Sürpriz gece

11.8K 464 9
                                    

   Cumartesi gecesi ve yol tıklım tıklım, saat neredeyse dokuz olmak üzere ve hala klübe yaklaşamadık. Zaten Berkem'in bana İtalyadan getirdiği elbiseden rahatsızım, otururken az miniymiş gibi bir de yukarı çıkıyor. Neyse ki Berkem'i öne oturttum da, Alper'in yanında çekiştirmek zorunda kalmadım.

   Aslında elbise kötü değil hatta çok güzel, sadece biraz fazla dekolteli. Arada cesaret güzel oluyordu ama arada. Elbisem gece mavisi renginde, sırtı belime kadar açık, açık olan kısmına siyah kurdeladan şeritler yapılmış, üst tarafı bol, etek kısmı dar, ve ne yazık ki, etek boyu diz kapağımın dört parmak üstünde. Oturunca yukarıya kaydığını söylemiş miydim? Ah Berkem bir de bunu giydirmek için ajitasyon yaptı.

   Nila klübün önüne geldiğimde inanamadım. Burası çok hatta, çok çok lükstü. Berkem burayı isteyince Alper kabul etmişti ama güzel bir hesabın geleceği kesindi. İçeri girerken Berkem'in koluna girdim.
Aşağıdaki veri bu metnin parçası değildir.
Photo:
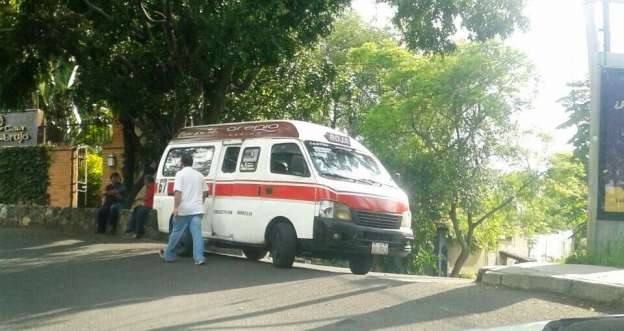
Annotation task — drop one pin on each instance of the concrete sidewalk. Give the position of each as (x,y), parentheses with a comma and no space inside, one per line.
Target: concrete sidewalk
(587,282)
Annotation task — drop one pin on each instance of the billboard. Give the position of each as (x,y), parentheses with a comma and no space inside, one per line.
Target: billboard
(611,161)
(20,129)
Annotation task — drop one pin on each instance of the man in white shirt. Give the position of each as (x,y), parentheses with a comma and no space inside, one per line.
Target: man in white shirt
(190,190)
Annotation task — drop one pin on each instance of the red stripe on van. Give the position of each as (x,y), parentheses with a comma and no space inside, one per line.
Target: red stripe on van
(303,193)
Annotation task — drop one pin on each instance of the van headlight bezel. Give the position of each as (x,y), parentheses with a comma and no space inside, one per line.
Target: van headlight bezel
(406,219)
(334,210)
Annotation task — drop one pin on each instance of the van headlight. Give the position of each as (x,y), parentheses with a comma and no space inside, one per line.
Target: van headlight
(406,221)
(334,210)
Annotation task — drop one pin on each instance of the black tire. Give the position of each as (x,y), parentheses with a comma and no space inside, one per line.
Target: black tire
(361,264)
(185,245)
(254,253)
(283,242)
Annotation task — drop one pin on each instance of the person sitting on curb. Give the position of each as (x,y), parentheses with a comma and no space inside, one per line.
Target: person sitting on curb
(190,191)
(112,203)
(140,213)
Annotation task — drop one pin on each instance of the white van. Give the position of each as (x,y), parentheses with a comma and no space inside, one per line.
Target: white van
(292,188)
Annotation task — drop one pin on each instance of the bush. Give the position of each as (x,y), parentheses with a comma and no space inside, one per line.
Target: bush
(615,258)
(24,175)
(94,179)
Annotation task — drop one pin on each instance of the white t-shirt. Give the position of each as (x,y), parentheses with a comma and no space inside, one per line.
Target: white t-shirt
(192,184)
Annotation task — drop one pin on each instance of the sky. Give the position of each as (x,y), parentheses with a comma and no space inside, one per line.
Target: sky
(556,45)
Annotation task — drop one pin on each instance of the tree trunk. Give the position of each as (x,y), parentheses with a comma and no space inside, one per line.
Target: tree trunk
(461,259)
(129,155)
(216,96)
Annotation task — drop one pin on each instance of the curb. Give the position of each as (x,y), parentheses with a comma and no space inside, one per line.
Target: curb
(574,288)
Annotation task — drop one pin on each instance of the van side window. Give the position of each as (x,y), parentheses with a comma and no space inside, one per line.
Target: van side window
(287,159)
(202,159)
(229,159)
(249,163)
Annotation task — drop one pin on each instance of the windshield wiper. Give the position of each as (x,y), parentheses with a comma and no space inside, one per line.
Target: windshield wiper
(372,182)
(335,175)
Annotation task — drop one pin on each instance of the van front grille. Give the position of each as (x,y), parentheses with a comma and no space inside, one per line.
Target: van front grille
(376,220)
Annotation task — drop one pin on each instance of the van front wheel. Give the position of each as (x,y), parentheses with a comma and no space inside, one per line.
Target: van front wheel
(283,245)
(254,253)
(361,264)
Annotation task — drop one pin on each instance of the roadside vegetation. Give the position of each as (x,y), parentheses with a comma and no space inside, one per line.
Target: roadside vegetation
(440,113)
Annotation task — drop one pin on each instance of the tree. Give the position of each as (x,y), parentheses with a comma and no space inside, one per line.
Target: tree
(444,119)
(578,107)
(156,64)
(319,83)
(430,25)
   "Bu ne Berkem?, Burası çok lüks bize."

   "Ya çok ünlü dediler, hem üç kişiyiz canım, ortak öderiz."

   "Yaa tabi, Alper de bize hesap ödetirdi zaten." Deyip gözümü devirdim.

   "Evet ya, çok centilmen." Dedi baygın baygın.
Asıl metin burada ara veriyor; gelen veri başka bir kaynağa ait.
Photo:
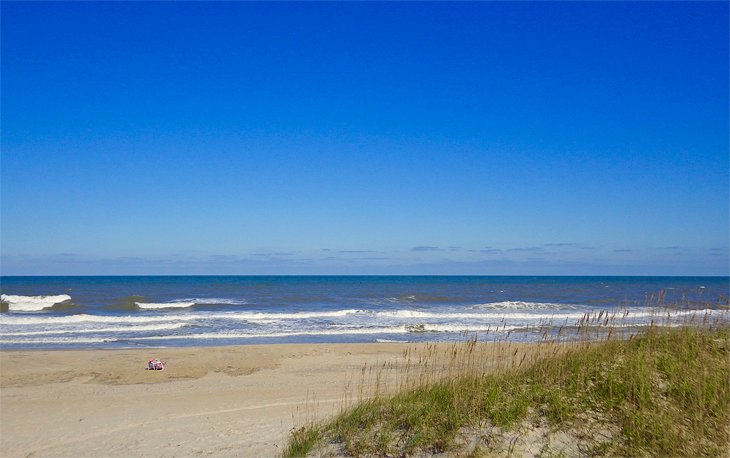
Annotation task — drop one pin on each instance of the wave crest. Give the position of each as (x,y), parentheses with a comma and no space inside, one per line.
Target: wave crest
(32,303)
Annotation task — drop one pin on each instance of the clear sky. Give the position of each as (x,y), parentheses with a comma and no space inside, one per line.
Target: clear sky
(365,138)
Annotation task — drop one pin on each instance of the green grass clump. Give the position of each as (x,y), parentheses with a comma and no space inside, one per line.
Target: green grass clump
(663,393)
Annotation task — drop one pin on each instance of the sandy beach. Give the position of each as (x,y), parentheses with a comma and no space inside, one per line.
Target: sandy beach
(222,401)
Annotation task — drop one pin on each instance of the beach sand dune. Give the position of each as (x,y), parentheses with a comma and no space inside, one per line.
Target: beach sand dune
(222,401)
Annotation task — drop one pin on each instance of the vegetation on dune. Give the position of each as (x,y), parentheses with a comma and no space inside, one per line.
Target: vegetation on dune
(665,392)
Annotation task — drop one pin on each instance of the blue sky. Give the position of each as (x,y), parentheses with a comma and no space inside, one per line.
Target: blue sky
(365,138)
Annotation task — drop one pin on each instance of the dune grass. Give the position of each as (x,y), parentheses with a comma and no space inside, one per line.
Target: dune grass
(665,392)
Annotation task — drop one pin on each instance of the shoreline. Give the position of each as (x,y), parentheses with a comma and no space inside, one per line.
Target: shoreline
(229,401)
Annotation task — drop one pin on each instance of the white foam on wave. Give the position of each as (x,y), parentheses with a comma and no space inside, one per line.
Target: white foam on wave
(214,301)
(428,327)
(32,303)
(58,340)
(521,305)
(85,318)
(253,335)
(164,305)
(137,328)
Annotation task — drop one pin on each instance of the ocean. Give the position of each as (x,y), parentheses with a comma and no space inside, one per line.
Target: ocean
(164,311)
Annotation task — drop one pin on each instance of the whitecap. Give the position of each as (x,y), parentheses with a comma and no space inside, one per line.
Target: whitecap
(32,303)
(164,305)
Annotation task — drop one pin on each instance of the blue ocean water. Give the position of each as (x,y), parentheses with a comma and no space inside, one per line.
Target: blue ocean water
(154,311)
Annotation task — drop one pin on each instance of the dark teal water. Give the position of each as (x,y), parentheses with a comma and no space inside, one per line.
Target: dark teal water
(129,311)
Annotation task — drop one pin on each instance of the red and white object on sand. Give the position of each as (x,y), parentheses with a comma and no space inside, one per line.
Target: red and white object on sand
(155,365)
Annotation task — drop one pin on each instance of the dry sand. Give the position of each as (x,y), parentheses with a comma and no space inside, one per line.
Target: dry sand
(223,401)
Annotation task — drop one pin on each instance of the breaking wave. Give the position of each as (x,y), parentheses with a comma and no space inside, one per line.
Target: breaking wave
(32,303)
(164,305)
(520,305)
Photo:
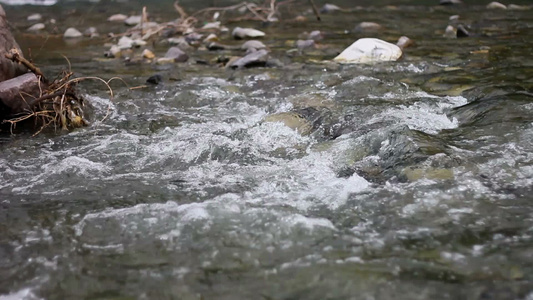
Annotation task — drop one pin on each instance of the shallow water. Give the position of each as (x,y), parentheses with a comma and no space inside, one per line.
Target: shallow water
(405,180)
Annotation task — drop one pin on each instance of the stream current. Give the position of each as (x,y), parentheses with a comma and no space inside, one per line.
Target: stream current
(402,180)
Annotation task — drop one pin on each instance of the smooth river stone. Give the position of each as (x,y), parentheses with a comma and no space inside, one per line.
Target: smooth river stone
(369,50)
(72,33)
(241,33)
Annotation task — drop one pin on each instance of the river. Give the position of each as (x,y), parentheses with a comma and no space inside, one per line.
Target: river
(403,180)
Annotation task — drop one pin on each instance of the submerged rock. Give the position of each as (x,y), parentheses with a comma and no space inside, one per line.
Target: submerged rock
(450,2)
(329,8)
(34,17)
(148,54)
(91,32)
(155,79)
(450,32)
(117,18)
(242,33)
(36,27)
(133,20)
(518,7)
(404,42)
(304,120)
(369,50)
(253,44)
(368,26)
(316,35)
(176,54)
(305,44)
(496,5)
(462,32)
(72,33)
(11,100)
(255,59)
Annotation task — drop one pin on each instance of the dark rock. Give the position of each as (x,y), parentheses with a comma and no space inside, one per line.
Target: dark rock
(316,35)
(8,69)
(257,45)
(214,46)
(462,32)
(450,2)
(176,54)
(11,100)
(155,79)
(328,8)
(301,44)
(254,59)
(367,27)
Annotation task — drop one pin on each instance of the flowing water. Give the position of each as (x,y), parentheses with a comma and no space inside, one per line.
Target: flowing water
(403,180)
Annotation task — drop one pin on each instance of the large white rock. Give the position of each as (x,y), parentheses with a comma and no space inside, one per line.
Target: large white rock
(369,50)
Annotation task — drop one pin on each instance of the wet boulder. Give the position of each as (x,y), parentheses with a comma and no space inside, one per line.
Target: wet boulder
(329,8)
(72,33)
(367,27)
(254,59)
(12,101)
(304,120)
(496,5)
(253,44)
(243,33)
(450,2)
(176,54)
(8,69)
(36,27)
(369,50)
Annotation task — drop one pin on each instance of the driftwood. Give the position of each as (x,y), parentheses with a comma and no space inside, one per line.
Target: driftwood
(26,96)
(8,68)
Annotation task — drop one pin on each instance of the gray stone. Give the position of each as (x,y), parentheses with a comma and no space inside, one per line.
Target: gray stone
(90,32)
(450,2)
(117,18)
(72,33)
(36,27)
(305,44)
(369,50)
(34,17)
(176,54)
(496,5)
(257,58)
(328,8)
(133,20)
(242,33)
(253,44)
(368,26)
(404,42)
(316,35)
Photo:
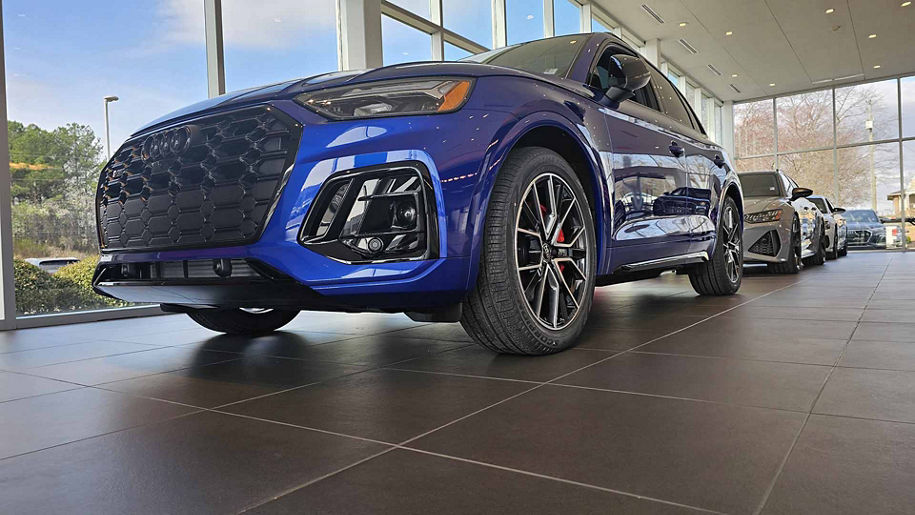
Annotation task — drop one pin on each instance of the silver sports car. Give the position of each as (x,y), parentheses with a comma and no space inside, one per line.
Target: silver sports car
(836,230)
(781,227)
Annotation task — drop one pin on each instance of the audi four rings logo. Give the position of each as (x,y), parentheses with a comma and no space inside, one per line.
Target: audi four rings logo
(170,143)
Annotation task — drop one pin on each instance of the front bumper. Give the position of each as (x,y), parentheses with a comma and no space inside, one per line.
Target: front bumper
(766,242)
(320,282)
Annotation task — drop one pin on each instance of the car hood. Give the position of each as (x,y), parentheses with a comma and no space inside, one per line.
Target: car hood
(757,204)
(291,88)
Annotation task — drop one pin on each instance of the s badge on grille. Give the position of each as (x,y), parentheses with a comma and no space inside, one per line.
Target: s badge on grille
(169,144)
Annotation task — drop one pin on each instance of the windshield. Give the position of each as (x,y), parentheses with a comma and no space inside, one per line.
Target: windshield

   Arkadaşım Alper'e fena halde abayı yakmıştı. Hâline gülmeden duramadım. Etek sorunum olduğu için bara oturmak istemedim. Onun yerine kokteyl masalarından birine geçtik, bütün gece uzun topuklularla nasıl ayakta duracağını söyleyip, mızmızlansa da Berkem'i dinlemedim. Bana bu elbiseyi giydirmenin cezasıydı. Benim şerit desenli, siyah dolgu topuklu ayakkabılarım oldukça rahattı nasılsa.
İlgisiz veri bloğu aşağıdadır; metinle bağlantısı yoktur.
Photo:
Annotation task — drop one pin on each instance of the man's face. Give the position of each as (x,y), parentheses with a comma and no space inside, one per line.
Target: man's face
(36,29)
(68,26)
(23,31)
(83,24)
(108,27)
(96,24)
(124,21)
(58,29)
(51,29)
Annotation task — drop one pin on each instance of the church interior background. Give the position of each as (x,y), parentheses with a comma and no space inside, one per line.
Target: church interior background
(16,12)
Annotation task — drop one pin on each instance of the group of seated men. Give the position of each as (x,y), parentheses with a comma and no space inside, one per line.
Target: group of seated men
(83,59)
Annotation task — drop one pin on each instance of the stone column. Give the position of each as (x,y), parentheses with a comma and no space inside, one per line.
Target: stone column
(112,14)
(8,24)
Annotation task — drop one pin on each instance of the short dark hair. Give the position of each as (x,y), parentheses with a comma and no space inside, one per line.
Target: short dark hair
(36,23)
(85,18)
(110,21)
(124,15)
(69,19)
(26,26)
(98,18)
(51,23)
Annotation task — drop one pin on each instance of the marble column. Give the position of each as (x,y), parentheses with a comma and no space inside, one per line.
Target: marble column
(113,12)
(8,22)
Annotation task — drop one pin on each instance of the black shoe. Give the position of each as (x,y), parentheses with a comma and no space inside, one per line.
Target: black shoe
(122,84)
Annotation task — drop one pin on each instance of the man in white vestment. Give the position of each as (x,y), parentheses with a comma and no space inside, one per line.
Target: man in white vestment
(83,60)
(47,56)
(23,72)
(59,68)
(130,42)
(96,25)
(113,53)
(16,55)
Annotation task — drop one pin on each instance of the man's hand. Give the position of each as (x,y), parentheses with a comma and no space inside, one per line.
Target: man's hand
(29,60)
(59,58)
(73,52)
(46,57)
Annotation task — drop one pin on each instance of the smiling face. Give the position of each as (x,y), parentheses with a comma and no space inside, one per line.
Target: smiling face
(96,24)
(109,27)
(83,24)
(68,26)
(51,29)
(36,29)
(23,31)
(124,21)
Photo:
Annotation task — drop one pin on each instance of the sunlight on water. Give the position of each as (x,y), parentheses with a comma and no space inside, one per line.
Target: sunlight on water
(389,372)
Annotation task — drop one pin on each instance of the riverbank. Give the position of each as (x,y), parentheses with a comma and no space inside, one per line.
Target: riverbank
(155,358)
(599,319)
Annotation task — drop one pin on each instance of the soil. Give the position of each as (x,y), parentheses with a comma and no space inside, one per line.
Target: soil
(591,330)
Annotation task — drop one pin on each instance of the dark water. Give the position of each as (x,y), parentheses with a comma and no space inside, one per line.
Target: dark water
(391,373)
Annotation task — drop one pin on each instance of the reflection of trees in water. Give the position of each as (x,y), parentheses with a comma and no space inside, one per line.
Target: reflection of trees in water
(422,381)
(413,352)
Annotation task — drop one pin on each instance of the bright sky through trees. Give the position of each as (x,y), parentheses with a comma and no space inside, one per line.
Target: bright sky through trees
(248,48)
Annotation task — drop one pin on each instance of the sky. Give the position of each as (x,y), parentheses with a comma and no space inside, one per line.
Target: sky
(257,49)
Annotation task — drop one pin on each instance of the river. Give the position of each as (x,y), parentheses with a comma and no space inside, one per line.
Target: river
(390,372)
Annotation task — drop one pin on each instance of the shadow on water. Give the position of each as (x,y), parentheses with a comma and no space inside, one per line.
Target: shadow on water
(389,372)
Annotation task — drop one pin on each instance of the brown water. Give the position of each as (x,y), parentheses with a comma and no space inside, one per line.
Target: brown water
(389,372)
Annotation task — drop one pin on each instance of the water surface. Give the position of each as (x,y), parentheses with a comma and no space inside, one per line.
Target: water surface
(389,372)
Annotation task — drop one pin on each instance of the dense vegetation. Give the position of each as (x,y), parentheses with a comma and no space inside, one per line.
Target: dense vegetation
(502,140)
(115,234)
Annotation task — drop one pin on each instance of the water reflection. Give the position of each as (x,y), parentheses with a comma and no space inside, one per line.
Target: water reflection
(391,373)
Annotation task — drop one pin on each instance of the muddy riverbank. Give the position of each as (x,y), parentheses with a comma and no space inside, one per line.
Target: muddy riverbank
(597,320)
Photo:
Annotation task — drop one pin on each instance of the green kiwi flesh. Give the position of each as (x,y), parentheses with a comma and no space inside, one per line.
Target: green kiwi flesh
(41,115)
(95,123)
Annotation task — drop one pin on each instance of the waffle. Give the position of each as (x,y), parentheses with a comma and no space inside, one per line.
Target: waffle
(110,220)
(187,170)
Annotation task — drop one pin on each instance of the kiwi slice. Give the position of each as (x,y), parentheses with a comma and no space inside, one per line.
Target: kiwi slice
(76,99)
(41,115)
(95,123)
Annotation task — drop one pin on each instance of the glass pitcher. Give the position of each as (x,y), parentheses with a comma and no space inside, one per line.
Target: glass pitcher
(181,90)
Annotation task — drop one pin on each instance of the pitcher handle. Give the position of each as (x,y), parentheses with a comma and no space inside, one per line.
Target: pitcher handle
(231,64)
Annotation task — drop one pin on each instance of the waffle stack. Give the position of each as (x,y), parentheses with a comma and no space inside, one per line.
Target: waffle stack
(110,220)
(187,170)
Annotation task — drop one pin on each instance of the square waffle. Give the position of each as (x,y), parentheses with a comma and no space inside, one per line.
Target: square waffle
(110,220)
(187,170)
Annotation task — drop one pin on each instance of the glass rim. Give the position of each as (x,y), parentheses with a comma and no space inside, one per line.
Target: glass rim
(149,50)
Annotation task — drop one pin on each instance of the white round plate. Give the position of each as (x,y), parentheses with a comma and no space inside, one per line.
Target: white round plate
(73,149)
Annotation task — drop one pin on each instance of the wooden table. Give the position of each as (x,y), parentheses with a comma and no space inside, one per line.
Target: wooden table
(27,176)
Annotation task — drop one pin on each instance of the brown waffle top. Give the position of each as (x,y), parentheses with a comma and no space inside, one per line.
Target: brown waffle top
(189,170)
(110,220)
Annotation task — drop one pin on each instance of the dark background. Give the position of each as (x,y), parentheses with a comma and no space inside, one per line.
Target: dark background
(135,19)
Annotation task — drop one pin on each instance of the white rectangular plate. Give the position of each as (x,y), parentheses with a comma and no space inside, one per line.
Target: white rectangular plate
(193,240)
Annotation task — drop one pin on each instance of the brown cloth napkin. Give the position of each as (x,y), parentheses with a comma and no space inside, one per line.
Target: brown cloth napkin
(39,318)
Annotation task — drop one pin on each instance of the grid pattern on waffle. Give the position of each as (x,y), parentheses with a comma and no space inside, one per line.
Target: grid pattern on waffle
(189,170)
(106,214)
    "Evet hanımlar ne içiyoruz?" Diye sordu Alper.

   "Ben bir kadeh kırmızı şarap alayım sadece." Derken içerideki gürültüden duyması için bağırdım. Lafımı bitirir bitirmez Berkem suratıma sert sert baktı. "Ne? Noldu?"

   "Kainat, yıllardır burada yokum. Gelişimi kutlayacağız. Hafif içkileri sona sakla, tekila shot içelim önce, ısınalım biraz." Deyince gözlerim büyüdü.

    "Benim bildiğim hafif içkiyle ısınılır." Dedim.

   Pis pis sırıttı. Hâlâ bizim içki tartışmamızı izleyen Alper'in kolunu tuttu.

    "Sen ona bakma, tekila shot getir bize, lütfen."

   Alper bana bakınca başımla gülerek onay verdim. "Emin misin? sana dokunuyor." Diye emin olmak için bir daha sordu.

  Ben cevap vermeden Berkem girdi araya.

   "İki tane atar sadece, ondan da bir şey olmaz. O kadar dayanıksız değil." Dedi ve bunu derken Alper'in neredeyse içine düştü.

   Alper içkileri almaya gittiğinde, Berkem şarkılara göre dans etmeye başladı bile. Bir şişe tekila, birkaç shot bardağı ve bir tabak dilimlenmiş limonun olduğu bir tepsiyle masaya geldi. İki şat bardağını doldurup benim önüme koydu, iki tane de Berkem'e uzattı.

    "Sen içmeyecek misin?" Dedim öne doğru eğilip, kendisine doldurmamıştı.

   "Hayır, ben size dadılık yapmaya geldim. Sizi taşımak ve araba kullanacak biri de lazım." Deyip bana gülerek göz kırptı. Dans edenleri izlemek için döndüğün de Berkem kulağıma yaklaştı.

     "Ya çok tatlı." Dedi son harfi uzatarak. "Hadi beraber." Deyip bardağı gösterdi.

    Birlikte içtik. Ben yanan ağız ve boğazımı hissederken yine "Hadi." Dedi.